As figures show many young soldiers are facing drinking-related court charges, an army base head says many are arriving in the army from a teenage culture of alcohol abuse.

Thirty-four soldiers at Linton Army Base in the Manawatu have faced the courts in the first six months of this year, the Manawatu Standard reported.

Fourteen faced drink-driving charges, while six were charged with careless driving and four with wilful damage. Other charges included disorderly behaviour, common assault, fighting, male assaults female, driving while disqualified, public urination, breach of the liquor ban and assault.

Colonel Howard Duffy, commander of the 2nd Land Force Group, Linton, said young people were coming to the army from a teenage culture where the abuse of alcohol was openly condoned.

"The challenge I have is to change the drinking and driving culture that many of our personnel bring with them when they arrive in the army."

Four Linton soldiers were discharged this year for drugs, excess breath alcohol, violence and breaching military discipline.

Last year 74 Linton soldiers went before the courts and 27 were discharged for drugs, breaching military discipline, drink driving, theft, violence and driving at excess speed. One was discharged for wilful damage, unlawful possession of explosives and starting false fire alarms.

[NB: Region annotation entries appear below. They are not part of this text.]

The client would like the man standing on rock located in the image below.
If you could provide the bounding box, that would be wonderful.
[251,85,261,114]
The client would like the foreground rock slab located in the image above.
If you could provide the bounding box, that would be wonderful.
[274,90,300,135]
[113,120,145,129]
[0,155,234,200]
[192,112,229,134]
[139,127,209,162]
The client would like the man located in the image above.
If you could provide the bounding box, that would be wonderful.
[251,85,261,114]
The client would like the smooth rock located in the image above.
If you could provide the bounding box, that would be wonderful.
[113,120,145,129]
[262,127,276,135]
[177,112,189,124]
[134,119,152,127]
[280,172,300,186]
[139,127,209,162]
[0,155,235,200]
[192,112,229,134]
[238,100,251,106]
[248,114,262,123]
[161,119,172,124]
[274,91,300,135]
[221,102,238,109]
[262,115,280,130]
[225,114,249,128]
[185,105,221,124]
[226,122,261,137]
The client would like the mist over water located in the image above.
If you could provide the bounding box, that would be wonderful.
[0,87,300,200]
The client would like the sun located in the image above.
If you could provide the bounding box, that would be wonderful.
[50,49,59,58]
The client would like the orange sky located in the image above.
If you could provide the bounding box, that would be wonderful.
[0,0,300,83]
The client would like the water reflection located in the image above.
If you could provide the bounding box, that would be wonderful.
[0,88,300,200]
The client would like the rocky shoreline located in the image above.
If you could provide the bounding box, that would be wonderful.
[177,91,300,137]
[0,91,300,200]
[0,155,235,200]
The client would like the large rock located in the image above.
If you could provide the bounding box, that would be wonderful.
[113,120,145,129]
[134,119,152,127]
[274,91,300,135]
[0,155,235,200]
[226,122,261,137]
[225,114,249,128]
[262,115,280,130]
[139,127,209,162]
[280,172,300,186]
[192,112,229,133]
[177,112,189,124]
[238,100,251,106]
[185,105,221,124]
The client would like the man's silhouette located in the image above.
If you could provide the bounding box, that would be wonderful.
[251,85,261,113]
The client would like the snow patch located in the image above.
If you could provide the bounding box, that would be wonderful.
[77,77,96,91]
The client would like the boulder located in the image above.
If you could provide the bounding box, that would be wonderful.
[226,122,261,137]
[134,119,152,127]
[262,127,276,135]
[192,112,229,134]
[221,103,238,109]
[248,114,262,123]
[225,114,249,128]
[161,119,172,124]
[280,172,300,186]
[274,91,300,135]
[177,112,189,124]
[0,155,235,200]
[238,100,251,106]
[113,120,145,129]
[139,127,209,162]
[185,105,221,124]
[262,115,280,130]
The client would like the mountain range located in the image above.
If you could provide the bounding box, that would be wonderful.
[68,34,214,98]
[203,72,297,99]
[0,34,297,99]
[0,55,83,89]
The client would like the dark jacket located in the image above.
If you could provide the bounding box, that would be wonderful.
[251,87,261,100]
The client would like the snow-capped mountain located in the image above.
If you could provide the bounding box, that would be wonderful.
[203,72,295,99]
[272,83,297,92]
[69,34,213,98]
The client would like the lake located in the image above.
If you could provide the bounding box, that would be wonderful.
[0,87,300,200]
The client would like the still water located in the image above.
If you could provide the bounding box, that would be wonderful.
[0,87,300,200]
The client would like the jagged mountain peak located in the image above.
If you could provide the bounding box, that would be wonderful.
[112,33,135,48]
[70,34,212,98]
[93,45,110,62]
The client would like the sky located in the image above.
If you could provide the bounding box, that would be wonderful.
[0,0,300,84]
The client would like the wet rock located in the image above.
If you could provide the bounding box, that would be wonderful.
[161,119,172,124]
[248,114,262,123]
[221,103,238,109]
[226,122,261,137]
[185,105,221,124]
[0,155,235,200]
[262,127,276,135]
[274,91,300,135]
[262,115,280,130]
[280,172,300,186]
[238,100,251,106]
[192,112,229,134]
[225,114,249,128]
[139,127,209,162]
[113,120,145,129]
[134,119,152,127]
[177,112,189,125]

Cases of soldiers convicted in court are reviewed by the army, which can lead to the men's dismissal, affect promotion, honours or overseas deployments.

No Ohakea Air Force Base personnel had faced the courts this year but four were charged with offences last year, including one person who acted in a disorderly manner and resisted arrest during an incident in Blenheim.

The others were charged with excess breath alcohol, dangerous driving and drink driving.